445 x 590 mm., with some loss of engraved area upper and lower right and lower left, trimmed close to the engraved border, the double folds are generally in good condition with some light reinforcement on the verso only, otherwise okay for an extremely rare map.
ONLY THREE RECORDED EXAMPLES. Following the destruction of much of London by the Great Fire of 1666 several surveyors were appointed to map the ruins in 1668. One of these was John Oliver (1616?-1701) described by Worms and Baynton-Williams as a ‘Builder, architect, glass-painter, mapmaker, surveyor, printseller and engraver’. His earliest recorded works were for John Seller in 1675. He married Susanna Speed a grand daughter of John Speed. He was described once by Robert Hooke as ‘a rascal, a villain, a dog and a devil’. He does however mention him on several occasions and helped him in the production of this map. The date given for the original publication of this plan is derived from the list of known address of John Seller as published by Tyacke. In 1676 Seller was using Hills’ shop which it seems would provide a more accurate date than that given by Darlington and Howgego. As Campbell states in the Douwma catalogue this ‘places it in the same year as Ogilby and Morgan’s, considered to be the first of the reconstruction plans’. About Seller we know quite a lot, however of John Hills little is known. His brief period of cartographic activity is almost entirely in partnership with John Seller and occurred in the late 1670s. In 1676 they published the extremely rare ‘A Mapp of New England’ and in 1679 they issued Proposals for an ‘Atlas Anglicanus’ which never came to fruition.

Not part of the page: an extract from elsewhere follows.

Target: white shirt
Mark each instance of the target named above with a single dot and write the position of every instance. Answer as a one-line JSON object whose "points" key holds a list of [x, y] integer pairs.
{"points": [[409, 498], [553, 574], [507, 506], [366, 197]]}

The plan extends from St. James’s Park and Westminster in the west to Stepney in the east. This is one of the earliest of these reconstruction plans. The river is still only crossed by the one bridge down river from which the Thames is crowded with vessels plying their trade highlighting the trading nature of the city. There are three numbered keys to places of note, that upper left is flanked by two figures carrying the Mace and a sword, upper right the arms of the City bear the legend ‘Insignia Londini’. A further smaller key is placed in Southwark. The ornate cartouche upper centre illustrates the acquired wealth, trading and knowledge of the city. Darlington & Howgego identify three states of the map, this is an example of the first with the imprints of Seller and Hill. Examples are recorded in the Guildhall Library and in what is believed to be the ‘mock-up’ of Seller’s ‘Atlas Anglicanus’ at the British Library. The location of that sold by Douwma in the 1980s is unknown. Provenance: private English collection since c.1985. Darlington & Howgego 31 state 1; Douwma catalogue 23 no. 21; Shirley (2004) T.Sell 6a no. 4; Tyacke (1978) p. 139; Worms & Baynton-Williams (2011).